At the end of the sentencing hearing, Vazquez’s trial counsel argued that the

conviction for Count I should be merged and vacated. Specifically, the following

exchange occurred:

BY THE COURT: . . . I did not enter – impose sentence on Count One because I find it to be covered by terms of double-jeopardy by the same – by the terms of – 3 [Vazquez’s Counsel]: – I think the language on that is it merges and you vacate it.

BY THE COURT: Now, merger is no longer the term that they use.

[Vazquez’s Counsel]: Oh.

BY THE COURT: Go figure.

[Vazquez’s Counsel]: Okay.

BY THE COURT: It’s – it’s certainly not dismissed. It’s hanging out here in case there’s something wrong with the conviction on Count V, it’s still a viable count as to which sentence can be imposed, but I just find that based upon the Morgan case that I’m not permitted to impose the two. There would have to be, I think, something that makes it clear that the charges are separate and that – so that there’s no question to the, you know, appellate reader that he’s convicted of A and of B rather than A as part of B.

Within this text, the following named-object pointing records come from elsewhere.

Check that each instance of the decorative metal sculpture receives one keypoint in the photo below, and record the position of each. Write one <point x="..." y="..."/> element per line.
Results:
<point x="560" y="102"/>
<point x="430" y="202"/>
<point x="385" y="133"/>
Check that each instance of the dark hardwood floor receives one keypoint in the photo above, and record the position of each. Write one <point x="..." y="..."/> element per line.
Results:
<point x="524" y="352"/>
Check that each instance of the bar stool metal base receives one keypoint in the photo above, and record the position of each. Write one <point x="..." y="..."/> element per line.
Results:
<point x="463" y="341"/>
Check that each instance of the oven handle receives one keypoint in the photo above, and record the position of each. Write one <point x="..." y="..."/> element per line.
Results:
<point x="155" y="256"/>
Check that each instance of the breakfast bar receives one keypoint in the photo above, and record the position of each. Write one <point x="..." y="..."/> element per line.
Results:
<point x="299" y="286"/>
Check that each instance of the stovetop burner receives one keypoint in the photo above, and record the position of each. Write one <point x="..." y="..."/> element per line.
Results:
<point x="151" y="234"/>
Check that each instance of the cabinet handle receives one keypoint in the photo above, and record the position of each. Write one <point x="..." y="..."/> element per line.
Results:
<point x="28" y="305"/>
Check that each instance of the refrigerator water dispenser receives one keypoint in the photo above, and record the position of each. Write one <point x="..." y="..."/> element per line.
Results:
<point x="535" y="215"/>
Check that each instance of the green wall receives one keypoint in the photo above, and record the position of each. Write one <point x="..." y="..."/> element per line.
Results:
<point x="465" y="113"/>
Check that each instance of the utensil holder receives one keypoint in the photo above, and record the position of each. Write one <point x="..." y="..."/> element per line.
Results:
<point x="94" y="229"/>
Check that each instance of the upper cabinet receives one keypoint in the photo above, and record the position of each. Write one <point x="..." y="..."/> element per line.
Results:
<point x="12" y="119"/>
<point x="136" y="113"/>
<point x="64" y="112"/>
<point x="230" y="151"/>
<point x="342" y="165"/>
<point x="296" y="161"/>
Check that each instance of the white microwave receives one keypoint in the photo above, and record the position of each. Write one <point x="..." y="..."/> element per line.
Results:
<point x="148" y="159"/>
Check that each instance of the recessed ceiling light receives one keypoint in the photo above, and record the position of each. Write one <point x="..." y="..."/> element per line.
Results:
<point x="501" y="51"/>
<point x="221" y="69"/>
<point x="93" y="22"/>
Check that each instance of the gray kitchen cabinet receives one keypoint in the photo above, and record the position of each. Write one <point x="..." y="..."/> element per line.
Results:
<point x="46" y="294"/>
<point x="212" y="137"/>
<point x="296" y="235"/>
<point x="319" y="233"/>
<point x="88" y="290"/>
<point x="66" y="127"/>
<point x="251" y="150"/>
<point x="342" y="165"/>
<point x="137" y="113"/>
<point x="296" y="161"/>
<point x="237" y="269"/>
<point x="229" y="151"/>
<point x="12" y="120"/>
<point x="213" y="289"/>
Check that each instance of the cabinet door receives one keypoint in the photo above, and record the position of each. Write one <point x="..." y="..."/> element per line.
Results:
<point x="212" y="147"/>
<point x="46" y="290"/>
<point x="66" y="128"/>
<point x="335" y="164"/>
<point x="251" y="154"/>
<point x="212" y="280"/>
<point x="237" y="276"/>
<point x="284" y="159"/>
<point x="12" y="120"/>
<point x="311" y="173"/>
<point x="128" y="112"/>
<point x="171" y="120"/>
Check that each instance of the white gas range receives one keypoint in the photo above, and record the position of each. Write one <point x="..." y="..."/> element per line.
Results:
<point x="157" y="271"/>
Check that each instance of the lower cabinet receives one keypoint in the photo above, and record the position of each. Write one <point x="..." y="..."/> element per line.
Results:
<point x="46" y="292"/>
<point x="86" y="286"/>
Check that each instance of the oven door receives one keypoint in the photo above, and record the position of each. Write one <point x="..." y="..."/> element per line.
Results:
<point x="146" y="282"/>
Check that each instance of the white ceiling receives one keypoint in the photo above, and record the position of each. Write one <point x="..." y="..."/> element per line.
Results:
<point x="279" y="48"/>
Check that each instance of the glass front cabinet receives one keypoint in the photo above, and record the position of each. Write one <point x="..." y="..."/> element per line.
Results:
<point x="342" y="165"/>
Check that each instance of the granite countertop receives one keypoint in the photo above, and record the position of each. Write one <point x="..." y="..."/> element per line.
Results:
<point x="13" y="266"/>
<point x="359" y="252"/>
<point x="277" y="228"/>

Id. at 86-87. In April 2005, the court sentenced Vazquez to fifty years with five years

suspended for Count V, conspiracy to commit dealing in cocaine as a class A felony, and

ordered that the sentence be served consecutive to his sentence under cause number

79D06-0210-FD-277.

On direct appeal, Vazquez argued that the trial court erred in sentencing him to the

maximum term of fifty years with five years suspended to probation because it

improperly found the aggravators of his criminal history, that he had committed

“numerous offenses over a substantial period of time with numerous transferees,” and

that he “was a dealer, not a user, with respect to cocaine.” Vazquez v. State, 839 N.E.2d

1229, 1231-1233 (Ind. Ct. App. 2005), trans. denied. Vazquez also argued that his

sentence was inappropriate and that the trial court erred in ordering his sentence to run

consecutive to his sentence in another case. Id. at 1231. This court found that the trial

4 court abused its discretion by finding that Vazquez “was a dealer, not a user, with respect

to cocaine” as an aggravator, but ultimately concluded that the trial court did not abuse its

discretion in sentencing Vazquez given the remaining aggravators and affirmed his

sentence. Id. at 1234-1235.

In 2008, Vazquez filed a petition for post-conviction relief. In 2011, Vazquez

filed an amended petition for post-conviction relief and alleged that his trial counsel

misinformed him that he could be convicted and sentenced for both dealing in cocaine

and conspiracy to commit dealing in cocaine, that his plea agreement was void in part

because the trial court withheld judgment on Count I, dealing in cocaine, and that his trial

counsel and appellate counsel were ineffective.

On January 13, 2012, the post-conviction court held a hearing. Vazquez testified

that his trial counsel told him that he could be convicted and sentenced for both dealing in

cocaine and conspiracy to commit dealing in cocaine. Vazquez also stated: “[I]f I would

have known and had information about the law and it’s [sic] rules that applied in this case

in my case and the proceedings I am sure that I wouldn’t have taken the plea agreement

and I would have request[ed] a jury because I would have got a better result.” Post-

Conviction Transcript at 49. Vazquez’s trial counsel and appellate counsel also testified.